As time consuming as it can be, it’s worth it. The more cover letters you write (and look at for ideas), the more you write in general, and the more experience you have, the better you get at cover letters. You eventually finding your cover letter voice – a style and approach that works for you.
Here’s a few useful pointers to start – I’m hoping people know at least some of these things already from browsing around on the web and using common sense, but I do believe some of them aren’t discussed as often as they should be.
Cover letter definites:
- Convey your passion for your craft, and your enthusiasm for the job and company at hand
- Approach the letter as a story rather than a list of items to regurgitate
- Personalize it – no boiler plates, even if the roles you are applying for are the same – it’s easy to tell whether or not someone’s put effort into the writing, tone and showing they know something about the company
- Communicate a sense of your professional self with a bit of personality – sound like a human being!
- Address the main requirements of the position as outlined in the job description – especially helpful for HR folks who recruit for a wide variety of roles/teams
- Say what the specific job is – include a reference number if there is one – especially important at large companies
- For consistency, match the font style to the one on your resume
- Follow directions – if you’re asked to address a specific question or topic in your cover letter, do it! Examples: Tell us about a great customer experience you had recently, tell us about an interesting project you worked on where you learned something surprising, tell us why you want to work here, etc.
- Include project examples/achievements that are relevant to the job you want
- Mention relevant connections – e.g., a current employee who referred you to the role
- Save it as a PDF before sending
Cover letter don’ts:
- Re-hash exactly what’s on your resume
- Go beyond a single page unless you have to (e.g., they ask you to address something that requires more space)
- Make it too salesy
- Be afraid of singing your praises, but stay humble
- Forget who your audience is/could be
Here are three cover letter examples from UX research jobs I applied to in the past couple years (click for PDFs).

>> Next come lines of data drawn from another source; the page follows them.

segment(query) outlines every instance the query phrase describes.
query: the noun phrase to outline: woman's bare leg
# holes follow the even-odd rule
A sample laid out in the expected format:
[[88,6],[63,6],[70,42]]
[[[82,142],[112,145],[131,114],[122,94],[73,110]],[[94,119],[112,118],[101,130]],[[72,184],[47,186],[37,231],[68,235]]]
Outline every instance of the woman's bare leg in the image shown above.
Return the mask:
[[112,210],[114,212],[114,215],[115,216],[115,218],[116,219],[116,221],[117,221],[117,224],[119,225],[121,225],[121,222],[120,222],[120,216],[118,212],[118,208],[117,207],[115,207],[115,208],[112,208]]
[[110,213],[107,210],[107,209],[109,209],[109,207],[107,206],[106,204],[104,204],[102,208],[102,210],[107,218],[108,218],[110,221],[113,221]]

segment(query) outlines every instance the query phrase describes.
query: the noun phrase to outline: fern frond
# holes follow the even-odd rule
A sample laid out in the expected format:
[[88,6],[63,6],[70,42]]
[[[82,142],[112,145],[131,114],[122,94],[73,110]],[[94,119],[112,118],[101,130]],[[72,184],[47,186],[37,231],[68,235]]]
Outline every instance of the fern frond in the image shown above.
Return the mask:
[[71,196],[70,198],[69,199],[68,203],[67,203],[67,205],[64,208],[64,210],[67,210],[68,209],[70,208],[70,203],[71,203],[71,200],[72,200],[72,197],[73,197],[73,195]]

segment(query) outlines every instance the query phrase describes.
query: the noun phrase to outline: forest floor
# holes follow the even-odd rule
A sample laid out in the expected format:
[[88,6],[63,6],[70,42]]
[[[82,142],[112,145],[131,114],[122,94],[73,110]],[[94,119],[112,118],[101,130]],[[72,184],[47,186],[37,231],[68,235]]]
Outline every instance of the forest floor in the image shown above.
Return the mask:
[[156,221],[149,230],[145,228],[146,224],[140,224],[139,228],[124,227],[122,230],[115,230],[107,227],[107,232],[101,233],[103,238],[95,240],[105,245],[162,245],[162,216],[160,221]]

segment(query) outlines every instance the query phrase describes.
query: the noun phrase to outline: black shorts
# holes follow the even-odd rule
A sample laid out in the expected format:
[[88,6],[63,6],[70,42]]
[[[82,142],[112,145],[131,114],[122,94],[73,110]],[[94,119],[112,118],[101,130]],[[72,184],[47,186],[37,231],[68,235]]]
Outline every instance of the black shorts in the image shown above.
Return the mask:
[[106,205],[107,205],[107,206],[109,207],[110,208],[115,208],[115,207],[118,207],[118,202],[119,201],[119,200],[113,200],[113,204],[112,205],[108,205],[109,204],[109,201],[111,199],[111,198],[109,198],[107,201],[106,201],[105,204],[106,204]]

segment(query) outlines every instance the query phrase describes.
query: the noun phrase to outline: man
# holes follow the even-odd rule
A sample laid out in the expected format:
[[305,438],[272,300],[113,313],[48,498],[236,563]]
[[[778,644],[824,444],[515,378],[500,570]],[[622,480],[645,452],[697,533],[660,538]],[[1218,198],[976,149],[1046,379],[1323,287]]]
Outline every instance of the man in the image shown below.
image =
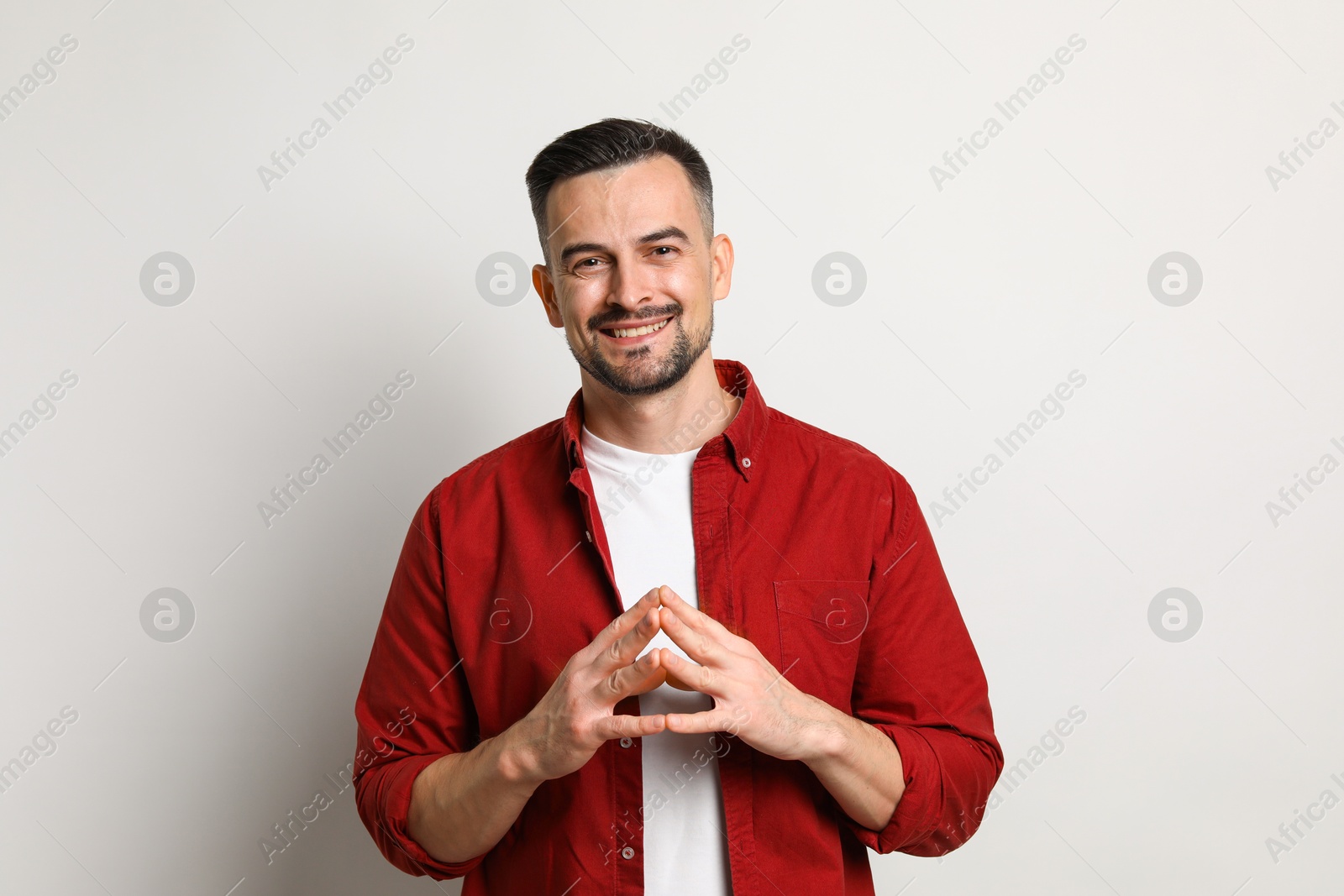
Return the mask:
[[[732,243],[683,137],[527,172],[581,388],[421,504],[356,703],[359,813],[462,893],[872,893],[1003,770],[906,480],[714,360]],[[769,306],[755,312],[769,318]]]

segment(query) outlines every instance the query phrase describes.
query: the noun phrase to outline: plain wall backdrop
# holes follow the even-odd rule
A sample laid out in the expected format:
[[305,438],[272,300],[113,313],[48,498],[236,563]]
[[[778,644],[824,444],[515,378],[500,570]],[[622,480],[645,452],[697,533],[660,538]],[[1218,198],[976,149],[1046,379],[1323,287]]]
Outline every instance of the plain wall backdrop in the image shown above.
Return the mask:
[[910,480],[980,650],[1005,780],[961,850],[871,854],[878,891],[1340,885],[1337,5],[3,20],[0,892],[457,892],[336,782],[407,516],[578,388],[523,173],[607,116],[704,153],[714,355]]

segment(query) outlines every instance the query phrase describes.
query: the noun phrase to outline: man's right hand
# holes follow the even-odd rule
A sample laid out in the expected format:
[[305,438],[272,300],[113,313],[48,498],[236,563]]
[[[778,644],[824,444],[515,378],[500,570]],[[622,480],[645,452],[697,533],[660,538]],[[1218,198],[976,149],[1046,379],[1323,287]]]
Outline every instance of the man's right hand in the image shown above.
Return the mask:
[[665,717],[616,715],[616,704],[653,690],[667,678],[652,650],[659,633],[659,588],[612,621],[591,643],[570,657],[546,696],[513,727],[519,772],[534,780],[582,768],[613,737],[641,737],[665,727]]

In this letter, I mention the person who referred me to the company (a current employee) and the reason why I left my last job (lay-offs). Since this was a freelance researcher role on the agency side, I focused on industries I’ve worked in, clients I’ve worked for, and projects I’ve done to showcase versatility and variety.
This cover letter is two pages long because I had to address two specific questions in addition to including the regular stuff. I like this one for a few reasons: 1) I come right out and say why this organization stands out to me (hence, why I’m applying) in the first paragraph. 2) I take the opportunity to show that I’m well-versed in the various roles a UX researcher might play in an enterprise setting, from designing research to working with stakeholders to making recommendations. 3) My research approach and passion for user-centered design is strong and clear.
This one is essentially the second example, but without the additional information requested for the job application.
What would you add to the above list? What would you have done differently? Also, if you have any cover letter examples you would like to share, please do so, especially if they are related to user experience research/design.